Usually, the ability to communicate is one of the first things to get hit when any natural disaster occurs. This can hamper an owner’s ability to get updates on evacuation statuses, communicate with outside agencies to manage recovery efforts, help campers communicate with family members and park staff…etc.
Eli Morse, CEO of Sigmawifi, said that his company has begun distributing a unique Wi-Fi box that can help eliminate communication issues by keeping Wi-Fi up and running when a disaster hits.
Called a Cloudcase, the units come in a hard-shelled case that is designed to withstand the elements, according to Morse. Each unit includes a router and battery inside that includes room for eight sim cards. The Cloudcases connect to cellular networks to distribute Wi-Fi when other modes are disrupted.
“The system allows owners to have access to the four major carriers, AT&T, Sprint, Verizon and T-Mobile,” he explained. “They could have two sim cards from each carrier installed in the unit. That enables them to bond together for increased signal strength. They work very well in remote areas, and they’re ruggedized, so they can handle dust, water, rain and snow.”
The unit can operate while the case is shut, and it is designed to automatically connect when a power outage or other issue pops up knocking out the main source of communication/Wi-Fi at a park.

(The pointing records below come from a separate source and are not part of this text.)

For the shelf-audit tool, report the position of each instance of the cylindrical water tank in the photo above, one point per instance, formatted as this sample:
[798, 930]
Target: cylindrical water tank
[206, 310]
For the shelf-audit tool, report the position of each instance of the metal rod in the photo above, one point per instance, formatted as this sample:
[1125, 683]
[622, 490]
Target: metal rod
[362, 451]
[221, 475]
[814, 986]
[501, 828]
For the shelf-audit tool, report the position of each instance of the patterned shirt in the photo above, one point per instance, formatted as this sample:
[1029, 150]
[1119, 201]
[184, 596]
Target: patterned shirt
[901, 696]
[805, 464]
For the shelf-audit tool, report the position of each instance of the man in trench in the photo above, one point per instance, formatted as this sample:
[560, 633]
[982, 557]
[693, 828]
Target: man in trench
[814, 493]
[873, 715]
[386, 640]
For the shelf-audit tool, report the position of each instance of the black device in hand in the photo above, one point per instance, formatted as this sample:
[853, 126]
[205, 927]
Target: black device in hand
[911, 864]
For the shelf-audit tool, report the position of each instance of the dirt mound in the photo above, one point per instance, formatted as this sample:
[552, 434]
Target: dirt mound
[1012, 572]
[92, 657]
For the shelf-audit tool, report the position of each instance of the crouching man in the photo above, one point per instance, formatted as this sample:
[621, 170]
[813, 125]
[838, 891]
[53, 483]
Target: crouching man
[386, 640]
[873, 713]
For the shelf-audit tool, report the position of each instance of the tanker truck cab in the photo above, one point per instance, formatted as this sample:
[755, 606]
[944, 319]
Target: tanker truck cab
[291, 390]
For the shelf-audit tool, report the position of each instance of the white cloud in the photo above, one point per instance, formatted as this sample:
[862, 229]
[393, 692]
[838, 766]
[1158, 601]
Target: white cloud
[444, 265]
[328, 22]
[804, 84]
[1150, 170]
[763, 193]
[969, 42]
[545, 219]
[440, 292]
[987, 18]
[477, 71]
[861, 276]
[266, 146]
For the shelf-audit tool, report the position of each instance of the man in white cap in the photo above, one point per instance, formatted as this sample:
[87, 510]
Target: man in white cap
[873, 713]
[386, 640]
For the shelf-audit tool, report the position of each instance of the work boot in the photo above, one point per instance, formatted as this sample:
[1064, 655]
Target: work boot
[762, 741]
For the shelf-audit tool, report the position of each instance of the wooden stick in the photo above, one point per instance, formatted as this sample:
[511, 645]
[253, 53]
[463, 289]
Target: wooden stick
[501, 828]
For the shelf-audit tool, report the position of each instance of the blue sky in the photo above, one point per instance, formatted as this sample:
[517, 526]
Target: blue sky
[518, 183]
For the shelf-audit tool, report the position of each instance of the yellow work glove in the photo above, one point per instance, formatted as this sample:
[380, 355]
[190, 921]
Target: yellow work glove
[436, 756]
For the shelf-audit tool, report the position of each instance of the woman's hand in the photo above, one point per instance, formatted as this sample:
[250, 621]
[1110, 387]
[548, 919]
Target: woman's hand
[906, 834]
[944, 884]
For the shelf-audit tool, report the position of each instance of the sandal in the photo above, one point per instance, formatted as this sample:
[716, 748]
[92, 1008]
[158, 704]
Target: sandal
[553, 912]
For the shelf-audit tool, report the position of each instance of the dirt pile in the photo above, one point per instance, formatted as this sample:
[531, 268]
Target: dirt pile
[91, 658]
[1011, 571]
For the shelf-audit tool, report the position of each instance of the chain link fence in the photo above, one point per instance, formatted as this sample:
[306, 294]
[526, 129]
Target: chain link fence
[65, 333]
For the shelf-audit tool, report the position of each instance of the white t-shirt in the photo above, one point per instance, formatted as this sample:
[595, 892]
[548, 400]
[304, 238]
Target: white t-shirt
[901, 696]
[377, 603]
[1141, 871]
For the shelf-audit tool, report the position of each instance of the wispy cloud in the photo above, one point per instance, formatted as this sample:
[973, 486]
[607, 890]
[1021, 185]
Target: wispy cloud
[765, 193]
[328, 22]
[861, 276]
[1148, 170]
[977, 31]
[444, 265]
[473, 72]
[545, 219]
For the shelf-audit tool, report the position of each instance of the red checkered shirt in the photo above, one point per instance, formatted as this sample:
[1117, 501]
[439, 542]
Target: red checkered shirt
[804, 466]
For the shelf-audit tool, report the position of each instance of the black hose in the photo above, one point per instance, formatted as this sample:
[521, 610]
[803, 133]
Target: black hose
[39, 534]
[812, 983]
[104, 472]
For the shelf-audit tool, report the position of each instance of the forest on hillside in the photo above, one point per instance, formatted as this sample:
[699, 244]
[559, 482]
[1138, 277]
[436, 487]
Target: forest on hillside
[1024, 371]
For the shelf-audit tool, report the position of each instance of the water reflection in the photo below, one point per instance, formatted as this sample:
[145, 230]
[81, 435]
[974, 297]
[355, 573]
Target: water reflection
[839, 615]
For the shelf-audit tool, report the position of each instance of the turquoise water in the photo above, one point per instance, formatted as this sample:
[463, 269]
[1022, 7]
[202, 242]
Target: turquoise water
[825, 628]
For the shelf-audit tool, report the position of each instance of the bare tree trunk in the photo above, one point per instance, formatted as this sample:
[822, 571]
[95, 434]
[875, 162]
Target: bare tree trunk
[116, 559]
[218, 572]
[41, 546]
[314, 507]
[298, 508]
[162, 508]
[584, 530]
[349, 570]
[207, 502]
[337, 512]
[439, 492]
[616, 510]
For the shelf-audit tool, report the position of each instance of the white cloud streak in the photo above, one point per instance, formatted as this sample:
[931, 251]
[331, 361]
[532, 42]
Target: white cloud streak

Morse said each Cloudcase can connect up to 50 people at the same time.
Sigmawifi has already sold a number of these units to Sun Communities, the parent company of Sun Outdoors, Kampgrounds of America Inc. parks and has also worked with Equity LifeStyle (ELS) Properties.
“We also have a large number of construction clients that use these cases when they are out in remote areas to get Wi-Fi access,” Morse highlighted.
The Cloudcases are designed to remain plugged in at an office while they are not in use and Morse said that the trickle technology the battery has enables it to stay plugged in while not impacting the longevity of the battery.
“A standard battery will last up to eight hours, but owners can also install a battery that will cover a 24-hour period,” noted Morse. “You can also connect it to solar power.”
Morse said he always tells park owners to have some redundancy in their systems for emergency purposes, and he said that this system offers that.
“This device allows owners to have failover and redundancy, and in those really challenging locations in the U.S. where you might not have a cell signal, or you might have one bar on your phone, you’ll be able to run Zoom calls through this thing,” he explained.
In the event that a disaster eliminates cell service in a location, Morse said that the ability to connect to multiple carriers should help alleviate issues.
“It also has this component called WiFi Win behind the cover that is an extender,” he said. “That Wi-Fi extender allows it to connect to any signal. This can act as a Wi-Fi extender and pick up a weak signal and then re-broadcast it.”
Morse said the Cloudcase can also connect to satellite connections if owners are interested in connecting to StarLink, when it launches, or another satellite provider.
Morse also touts the product for parks that have limited availability to good internet as a way for RVers to connect to even a weak cell signal.
“This will operate at higher speeds than DSL, and it would be an alternative to rural locations that have very weak cell signals,” he explained.
The company offers different models from residential to commercial which can range from a few thousand up to $6,000.